Pero también pasamos más tiempo conectados, así sea por Internet. Actualmente, los internautas de todo el mundo dedican una media de 151 minutos al día a las redes sociales. El modelo de negocio de las empresas tecnológicas depende de la tentación de pasar el mayor tiempo posible en estas plataformas. Tal vez esto explique por qué la cultura en línea está impregnada de tanta nostalgia por los pasatiempos que implican trabajo manual. En las redes sociales hay un flujo constante de vídeos y tutoriales sobre cómo cocinar, tejer, elaborar cerveza o arreglar las cosas de la casa. Durante la pandemia de COVID-19 hubo una oleada de personas que se aficionaron a estos pasatiempos en Estados Unidos y Europa. Por citar un ejemplo, en Estados Unidos la repostería se hizo tan popular que hubo escasez de harina.
La lucha por el ocio
No es sorprendente que, en respuesta al omnipresente culto al trabajo, «no hacer nada» haya adquirido un brillo especial. Esto ha sido recogido por la industria de la autoayuda, que ha dedicado innumerables libros y artículos al «arte de no hacer nada».
Una variante reciente es la moda del niksen, una palabra holandesa que significa «no hacer nada». La popularizó la escritora polaca Olga Mecking, que lo describió en un artículo del New York Times de 2019 como tomarse «tiempo y energía de forma consciente y meditada para realizar actividades como mirar por una ventana o sentarse sin moverse». Es extraño elegir una palabra de una cultura conocida por su ética de trabajo protestante.

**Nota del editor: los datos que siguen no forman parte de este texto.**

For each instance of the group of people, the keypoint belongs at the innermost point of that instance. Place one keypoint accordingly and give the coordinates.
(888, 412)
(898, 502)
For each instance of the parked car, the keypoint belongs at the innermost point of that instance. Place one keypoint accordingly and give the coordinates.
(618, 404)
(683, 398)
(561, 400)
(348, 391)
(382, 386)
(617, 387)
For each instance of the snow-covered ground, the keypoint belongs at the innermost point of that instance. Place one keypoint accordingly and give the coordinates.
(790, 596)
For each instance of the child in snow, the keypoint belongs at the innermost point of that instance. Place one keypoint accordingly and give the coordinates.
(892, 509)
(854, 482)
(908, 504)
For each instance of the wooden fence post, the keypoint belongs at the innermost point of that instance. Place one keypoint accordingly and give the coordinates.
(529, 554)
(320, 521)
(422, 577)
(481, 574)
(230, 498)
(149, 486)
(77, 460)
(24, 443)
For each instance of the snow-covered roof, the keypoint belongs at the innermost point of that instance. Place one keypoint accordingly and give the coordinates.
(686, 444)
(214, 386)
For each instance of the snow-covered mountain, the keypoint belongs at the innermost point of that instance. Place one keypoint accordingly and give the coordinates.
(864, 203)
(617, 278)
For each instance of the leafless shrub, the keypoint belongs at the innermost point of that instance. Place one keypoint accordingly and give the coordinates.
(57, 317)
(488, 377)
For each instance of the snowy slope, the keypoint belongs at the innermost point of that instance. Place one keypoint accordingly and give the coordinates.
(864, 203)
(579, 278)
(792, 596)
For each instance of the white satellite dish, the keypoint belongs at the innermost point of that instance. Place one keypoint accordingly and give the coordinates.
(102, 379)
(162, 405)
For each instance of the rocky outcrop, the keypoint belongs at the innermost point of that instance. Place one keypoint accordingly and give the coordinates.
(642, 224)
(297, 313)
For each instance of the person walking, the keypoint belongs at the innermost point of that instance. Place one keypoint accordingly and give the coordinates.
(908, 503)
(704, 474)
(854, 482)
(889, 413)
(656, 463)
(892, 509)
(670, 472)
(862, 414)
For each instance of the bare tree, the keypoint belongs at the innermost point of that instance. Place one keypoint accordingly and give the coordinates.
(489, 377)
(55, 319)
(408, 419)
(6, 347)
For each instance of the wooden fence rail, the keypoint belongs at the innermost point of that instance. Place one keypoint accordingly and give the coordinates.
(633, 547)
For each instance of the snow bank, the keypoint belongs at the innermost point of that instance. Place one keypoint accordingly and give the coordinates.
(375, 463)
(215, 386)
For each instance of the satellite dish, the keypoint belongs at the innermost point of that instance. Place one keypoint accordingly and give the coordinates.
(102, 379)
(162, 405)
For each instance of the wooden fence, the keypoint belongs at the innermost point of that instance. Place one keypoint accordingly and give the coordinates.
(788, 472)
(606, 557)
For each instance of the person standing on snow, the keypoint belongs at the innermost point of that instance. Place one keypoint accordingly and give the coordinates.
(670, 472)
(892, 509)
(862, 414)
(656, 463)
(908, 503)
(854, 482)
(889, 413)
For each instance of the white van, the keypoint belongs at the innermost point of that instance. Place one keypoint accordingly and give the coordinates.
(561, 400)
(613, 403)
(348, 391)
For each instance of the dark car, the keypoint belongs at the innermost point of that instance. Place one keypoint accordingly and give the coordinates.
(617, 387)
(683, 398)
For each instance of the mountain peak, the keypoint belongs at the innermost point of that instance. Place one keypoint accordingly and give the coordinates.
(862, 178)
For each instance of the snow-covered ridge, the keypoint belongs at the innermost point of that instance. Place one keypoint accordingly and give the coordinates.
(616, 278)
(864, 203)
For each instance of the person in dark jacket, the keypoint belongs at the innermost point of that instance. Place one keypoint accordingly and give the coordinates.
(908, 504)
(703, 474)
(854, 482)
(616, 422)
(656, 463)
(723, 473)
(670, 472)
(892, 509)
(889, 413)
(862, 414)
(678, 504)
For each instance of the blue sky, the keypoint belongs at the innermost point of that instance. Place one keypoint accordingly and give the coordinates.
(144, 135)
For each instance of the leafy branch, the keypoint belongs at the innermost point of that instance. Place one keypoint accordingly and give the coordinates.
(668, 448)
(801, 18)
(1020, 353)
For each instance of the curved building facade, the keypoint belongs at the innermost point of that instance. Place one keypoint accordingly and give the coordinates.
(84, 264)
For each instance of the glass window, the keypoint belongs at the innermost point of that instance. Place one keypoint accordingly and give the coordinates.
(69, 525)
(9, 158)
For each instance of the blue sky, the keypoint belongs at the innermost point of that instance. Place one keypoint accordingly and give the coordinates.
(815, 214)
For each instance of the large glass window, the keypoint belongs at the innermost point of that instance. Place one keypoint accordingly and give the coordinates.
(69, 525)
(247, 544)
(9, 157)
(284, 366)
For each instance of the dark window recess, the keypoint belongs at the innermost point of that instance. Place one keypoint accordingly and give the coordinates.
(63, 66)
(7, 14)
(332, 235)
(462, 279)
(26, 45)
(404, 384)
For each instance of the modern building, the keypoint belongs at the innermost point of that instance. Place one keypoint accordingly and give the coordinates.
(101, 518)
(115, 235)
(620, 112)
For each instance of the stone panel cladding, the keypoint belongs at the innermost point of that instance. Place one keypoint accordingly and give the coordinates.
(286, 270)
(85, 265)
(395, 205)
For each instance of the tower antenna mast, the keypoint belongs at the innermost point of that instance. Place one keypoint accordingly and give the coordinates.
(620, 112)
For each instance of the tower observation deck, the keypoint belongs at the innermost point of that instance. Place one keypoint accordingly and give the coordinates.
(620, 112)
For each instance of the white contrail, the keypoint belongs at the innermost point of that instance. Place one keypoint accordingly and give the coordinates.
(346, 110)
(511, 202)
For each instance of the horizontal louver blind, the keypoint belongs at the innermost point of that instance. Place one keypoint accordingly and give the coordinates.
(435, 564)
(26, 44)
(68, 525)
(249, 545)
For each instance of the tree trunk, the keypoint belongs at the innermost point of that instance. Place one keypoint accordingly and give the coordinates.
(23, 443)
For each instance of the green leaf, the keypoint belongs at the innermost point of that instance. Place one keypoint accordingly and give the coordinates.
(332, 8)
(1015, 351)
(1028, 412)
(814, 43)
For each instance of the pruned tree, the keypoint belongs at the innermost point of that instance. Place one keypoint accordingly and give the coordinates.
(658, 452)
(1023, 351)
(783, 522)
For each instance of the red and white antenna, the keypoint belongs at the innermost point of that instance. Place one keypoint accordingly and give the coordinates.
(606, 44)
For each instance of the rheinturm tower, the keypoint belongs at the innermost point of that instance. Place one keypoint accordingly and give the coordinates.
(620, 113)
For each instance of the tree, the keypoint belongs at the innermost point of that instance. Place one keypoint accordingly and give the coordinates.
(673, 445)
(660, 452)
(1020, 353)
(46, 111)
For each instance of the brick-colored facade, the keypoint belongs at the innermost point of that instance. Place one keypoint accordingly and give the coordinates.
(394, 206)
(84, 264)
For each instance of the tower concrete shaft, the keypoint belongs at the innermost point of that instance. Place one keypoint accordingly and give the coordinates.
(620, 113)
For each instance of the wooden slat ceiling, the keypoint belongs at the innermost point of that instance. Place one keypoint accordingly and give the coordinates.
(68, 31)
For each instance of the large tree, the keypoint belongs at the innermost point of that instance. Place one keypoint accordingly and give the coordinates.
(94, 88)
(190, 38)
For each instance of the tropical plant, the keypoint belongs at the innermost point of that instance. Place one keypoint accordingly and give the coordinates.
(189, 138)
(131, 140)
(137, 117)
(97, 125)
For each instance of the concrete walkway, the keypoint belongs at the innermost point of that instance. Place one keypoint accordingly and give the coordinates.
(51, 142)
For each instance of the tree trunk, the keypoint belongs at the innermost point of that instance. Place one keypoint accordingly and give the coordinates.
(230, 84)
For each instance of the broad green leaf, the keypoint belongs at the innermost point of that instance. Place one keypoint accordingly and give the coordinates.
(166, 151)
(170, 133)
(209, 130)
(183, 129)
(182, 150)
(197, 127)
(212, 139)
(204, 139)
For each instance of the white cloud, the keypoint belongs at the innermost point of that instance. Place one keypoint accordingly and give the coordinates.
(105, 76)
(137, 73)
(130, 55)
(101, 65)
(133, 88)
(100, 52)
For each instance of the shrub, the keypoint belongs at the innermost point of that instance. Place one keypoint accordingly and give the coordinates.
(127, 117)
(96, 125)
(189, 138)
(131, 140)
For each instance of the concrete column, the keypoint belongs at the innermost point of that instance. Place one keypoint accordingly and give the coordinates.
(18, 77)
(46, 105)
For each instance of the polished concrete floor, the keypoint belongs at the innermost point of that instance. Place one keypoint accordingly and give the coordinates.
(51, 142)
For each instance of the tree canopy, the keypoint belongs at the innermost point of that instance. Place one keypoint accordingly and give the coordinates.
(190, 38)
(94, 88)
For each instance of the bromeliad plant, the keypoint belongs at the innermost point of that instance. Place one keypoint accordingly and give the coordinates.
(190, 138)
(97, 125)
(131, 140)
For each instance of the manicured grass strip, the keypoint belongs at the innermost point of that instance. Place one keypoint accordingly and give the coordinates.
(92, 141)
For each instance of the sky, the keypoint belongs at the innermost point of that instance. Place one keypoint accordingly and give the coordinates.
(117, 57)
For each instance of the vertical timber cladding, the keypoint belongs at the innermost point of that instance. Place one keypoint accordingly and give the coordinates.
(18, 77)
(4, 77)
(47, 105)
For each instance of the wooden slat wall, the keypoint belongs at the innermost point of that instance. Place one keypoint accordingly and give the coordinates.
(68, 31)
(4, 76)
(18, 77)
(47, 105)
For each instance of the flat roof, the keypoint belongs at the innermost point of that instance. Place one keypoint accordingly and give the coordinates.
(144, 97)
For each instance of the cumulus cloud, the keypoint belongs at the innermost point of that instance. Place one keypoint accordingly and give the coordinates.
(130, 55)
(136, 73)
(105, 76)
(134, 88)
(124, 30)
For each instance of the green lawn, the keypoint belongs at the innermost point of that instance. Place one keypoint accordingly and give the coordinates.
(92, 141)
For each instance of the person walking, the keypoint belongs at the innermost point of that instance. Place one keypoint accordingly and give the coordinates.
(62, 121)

Además, tiene una carga normativa: aquí en Holanda, niksen significa admitir que no se hace nada, aunque se debería estar haciendo algo útil. Dice mucho de la obsesión actual por el trabajo que hoy en día haya que leer un libro para aprender a no hacer nada.

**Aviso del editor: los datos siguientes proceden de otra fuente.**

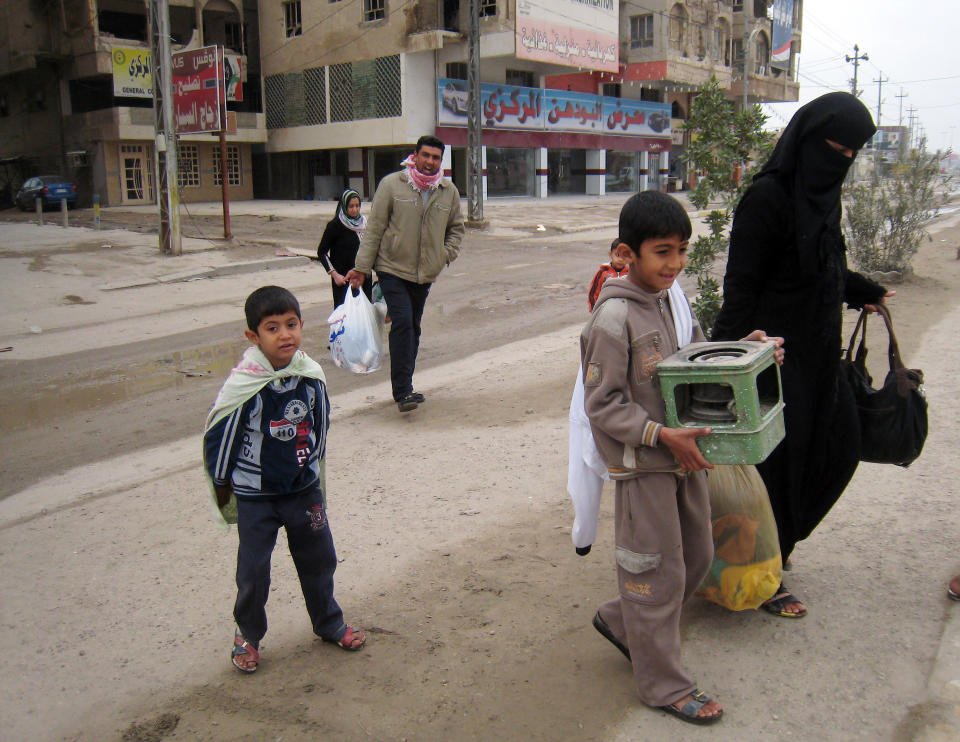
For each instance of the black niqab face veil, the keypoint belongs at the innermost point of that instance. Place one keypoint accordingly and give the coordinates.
(813, 170)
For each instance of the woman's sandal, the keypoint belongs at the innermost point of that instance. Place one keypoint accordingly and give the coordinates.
(600, 625)
(242, 648)
(352, 640)
(688, 712)
(778, 603)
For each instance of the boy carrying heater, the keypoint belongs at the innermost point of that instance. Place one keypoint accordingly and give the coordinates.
(264, 450)
(664, 545)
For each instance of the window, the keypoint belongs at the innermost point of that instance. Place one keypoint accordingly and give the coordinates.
(523, 78)
(291, 19)
(233, 36)
(457, 70)
(612, 89)
(641, 30)
(188, 165)
(233, 165)
(374, 10)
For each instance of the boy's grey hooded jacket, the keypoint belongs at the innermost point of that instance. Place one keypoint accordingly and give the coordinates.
(629, 332)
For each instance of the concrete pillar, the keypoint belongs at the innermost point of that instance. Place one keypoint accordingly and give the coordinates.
(664, 170)
(596, 172)
(483, 170)
(355, 170)
(540, 165)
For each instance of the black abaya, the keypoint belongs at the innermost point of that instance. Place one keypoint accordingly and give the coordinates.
(791, 282)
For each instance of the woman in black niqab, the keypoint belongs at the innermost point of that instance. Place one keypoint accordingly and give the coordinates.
(787, 274)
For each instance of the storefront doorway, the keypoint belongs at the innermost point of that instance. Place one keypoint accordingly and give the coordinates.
(567, 171)
(136, 174)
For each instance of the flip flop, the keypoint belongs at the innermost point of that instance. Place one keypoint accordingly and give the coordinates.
(688, 712)
(600, 625)
(242, 647)
(352, 640)
(778, 603)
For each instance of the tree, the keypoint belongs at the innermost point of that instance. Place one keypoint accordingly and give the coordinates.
(886, 216)
(722, 142)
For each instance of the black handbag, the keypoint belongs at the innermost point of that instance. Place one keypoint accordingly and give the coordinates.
(893, 419)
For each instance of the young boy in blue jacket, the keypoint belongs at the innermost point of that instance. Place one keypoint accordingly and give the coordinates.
(264, 450)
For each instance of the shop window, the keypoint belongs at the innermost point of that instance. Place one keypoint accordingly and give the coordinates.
(374, 10)
(188, 165)
(233, 165)
(292, 22)
(522, 78)
(641, 30)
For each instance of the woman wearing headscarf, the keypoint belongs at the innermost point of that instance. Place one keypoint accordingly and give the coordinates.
(787, 272)
(341, 240)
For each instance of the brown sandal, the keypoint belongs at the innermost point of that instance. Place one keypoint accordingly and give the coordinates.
(352, 640)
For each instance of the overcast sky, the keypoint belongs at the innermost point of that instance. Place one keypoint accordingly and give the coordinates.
(914, 44)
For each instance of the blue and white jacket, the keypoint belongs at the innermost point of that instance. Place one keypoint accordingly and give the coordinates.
(274, 443)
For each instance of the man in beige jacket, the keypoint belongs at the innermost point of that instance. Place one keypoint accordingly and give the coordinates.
(413, 233)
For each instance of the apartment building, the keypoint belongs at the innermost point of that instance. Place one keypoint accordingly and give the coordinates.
(76, 96)
(349, 86)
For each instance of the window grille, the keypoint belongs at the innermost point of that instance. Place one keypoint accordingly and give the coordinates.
(233, 165)
(522, 78)
(374, 10)
(188, 165)
(292, 23)
(365, 89)
(641, 31)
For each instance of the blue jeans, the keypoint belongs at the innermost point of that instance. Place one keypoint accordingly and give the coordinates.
(311, 546)
(405, 301)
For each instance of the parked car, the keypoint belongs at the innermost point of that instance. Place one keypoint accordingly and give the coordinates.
(455, 97)
(51, 188)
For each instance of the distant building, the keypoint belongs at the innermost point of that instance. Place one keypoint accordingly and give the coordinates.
(350, 85)
(75, 96)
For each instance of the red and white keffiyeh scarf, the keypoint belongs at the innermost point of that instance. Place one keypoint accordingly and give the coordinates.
(420, 181)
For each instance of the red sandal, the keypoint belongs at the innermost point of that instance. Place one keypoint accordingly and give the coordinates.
(242, 648)
(352, 640)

Una reflexión crítica sobre la afición como «ocio productivo» no significa abrazar acríticamente el no hacer nada. Además de considerarlo una forma de libertad organizada, a Adorno tampoco le gustaba el hobby porque el término implica un grado limitado de seriedad. En otras palabras, significa que no debes tomarte tu actividad «demasiado en serio» y que voluntariamente sigues siendo un «aficionado». El propio Adorno componía y escuchaba música apasionadamente y, por tanto, consideraba que la palabra «hobby» era una forma despectiva de hablar de estas actividades.
Reflexionar sobre el tema aparentemente inocuo del pasatiempo conduce en última instancia a una pregunta importante: ¿cómo sería el ocio si ya no estuviera determinado por la dinámica del trabajo explotado y alienado? Para la izquierda, establecer un trabajo no explotador y un mayor control en el lugar de trabajo implica también la lucha por un tiempo libre suficiente e igual para todos. Y no es demasiado utópico especular que en ese tiempo verdaderamente libre —que podría dedicarse a actividades serias o simplemente a relajarse— el clásico hobby podría perder su atractivo como refugio de los horrores del trabajo moderno.